Civil groups seek to quash Kenya’s tax agreements with 10 ‘tax havens’
- The pair has sued the National Treasury, the Kenya Revenue Authority and the Office of the Attorney General arguing flaws in the procedures leading up to the DTAs.
- The petition concerns DTAs signed between Kenya and Iran, Kuwait, Seychelles, South Africa, Qatar, Korea, the United Arab Emirates (UAE), India, the Netherlands and Mauritius.
- 4 out of the 10 countries involved in the petition are ranked as the most aggressive and extensive tax haven jurisdictions by the Financial Secrecy Index.
Two civil society organizations- the Tax Justice Network Africa (TJNA) and the Katiba Institute (KI) have moved to court in a bid to stop the implementation of Kenya’s double tax agreements (DTAs) with 10 countries.
The pair has sued the National Treasury, the Kenya Revenue Authority and the Office of the Attorney General arguing flaws in the procedures leading up to the DTAs.
The petitioners raise concern on double tax agreements (DTAs) signed between Kenya and Iran, Kuwait, Seychelles, South Africa, Qatar, Korea, the United Arab Emirates (UAE), India, the Netherlands and Mauritius.
While the groups insist of their support for DTAs, East African Tax and Governance Network coordinator Leonard Wanyama says due process must be followed including consultations with Parliament and public participation.
“If DTA’s have to be done, they must be done properly and data concerning revenues and exemptions should be made available and consequently discussed with Parliament,” he said.
DTAs are defined as treaties between two or more countries to avoid international double taxation of income and property will a goal splitting taxation between the contracting countries with a view to attract foreign direct investments (FIDs) and promote tax compliance.
However certain individuals and companies have identified loopholes allowing for tax evasion and avoidance by registering home addresses in highly secretive countries along with those who do not require tax payments.
“Companies have found ways of structuring their businesses using DTA provisions to use the tax havens and conduits to support the non-payment of tax,” said TJNA Executive Director Alvin Mosioma.
According to a recent expose by the Financial Uncovered and the Nation newspaper, the now global based SportPesa took advantage of similar loopholes to avoid a tax charge in Kenya by ‘shifting’ profits to the United Kingdom via a software company it owns.
More recently, the uncovered FinCen files which tie up 53 Kenyan companies and individuals in a suspect money laundering network whose activity is valued at Ksh.6 trillion or an equivalent 62 per cent of GDP have been associated with DTA networks.

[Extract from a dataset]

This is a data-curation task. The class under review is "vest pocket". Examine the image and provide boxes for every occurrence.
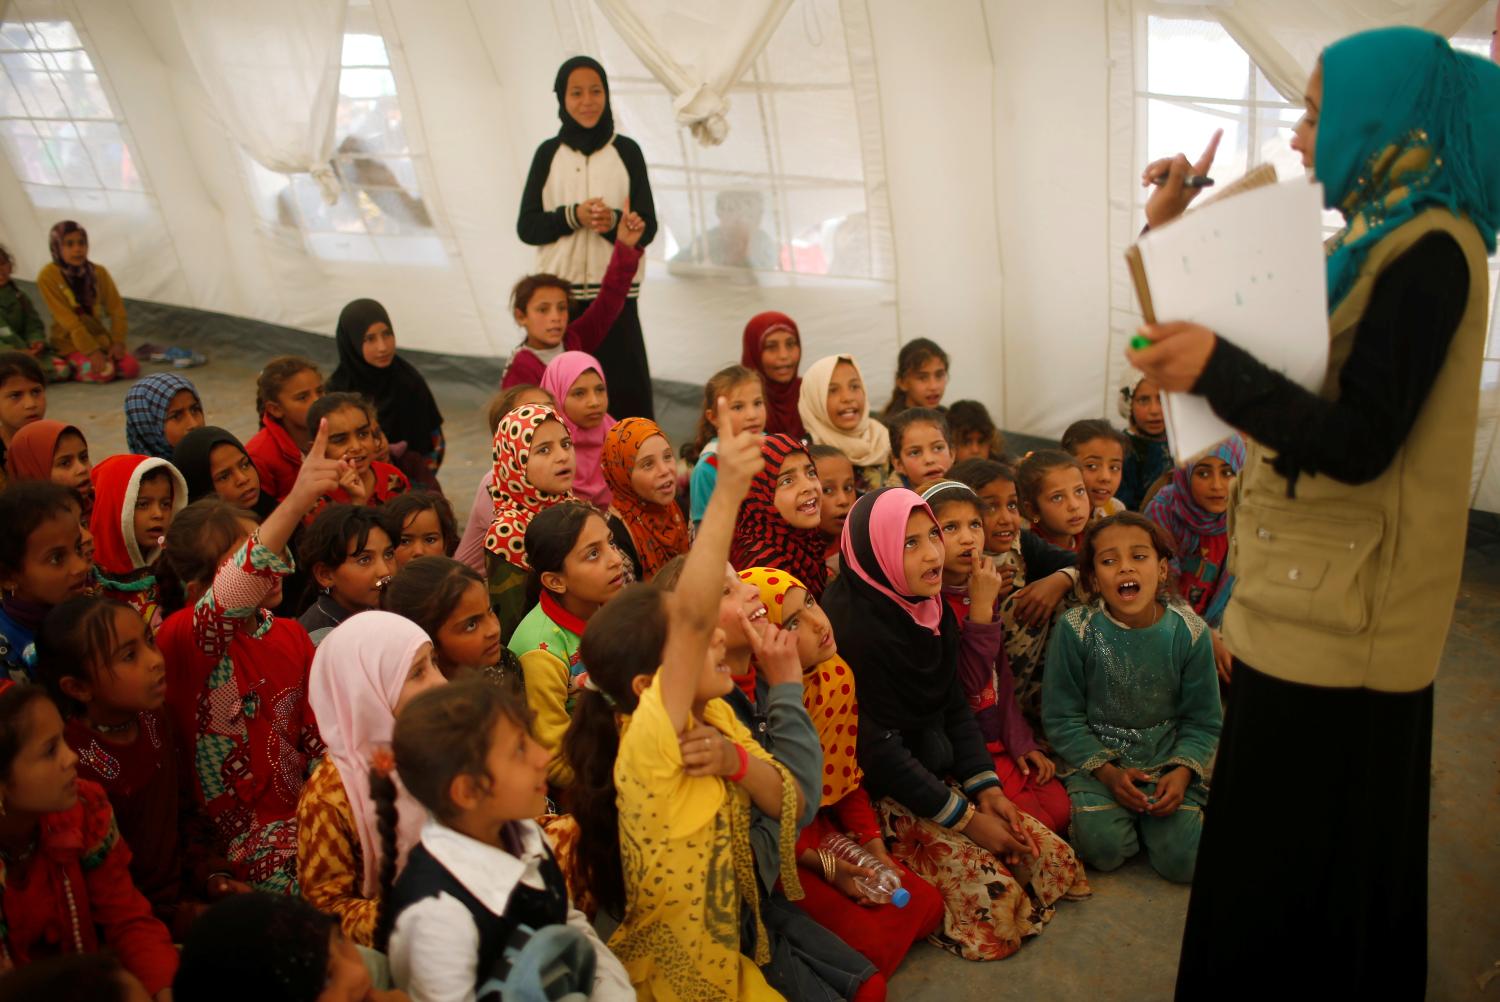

Mosioma argues all companies and individuals must pay their fair share of dues to the tax man.
“The question of who is paying tax and who is not matters. The people in the low-middle income categories have not had room to negotiate their taxes while those with a higher capacity have leveraged loopholes to evade and avoid taxes,” he added.
4 out of the 10 countries involved in the petition are ranked as the most aggressive and extensive tax haven jurisdictions by the Financial Secrecy Index.
In March last year, the High Court squashed a DTA treaty between Kenya and Mauritius in the first ever petition by the same civil groups. The National Treasury later reconstituted the agreement which is current under consideration.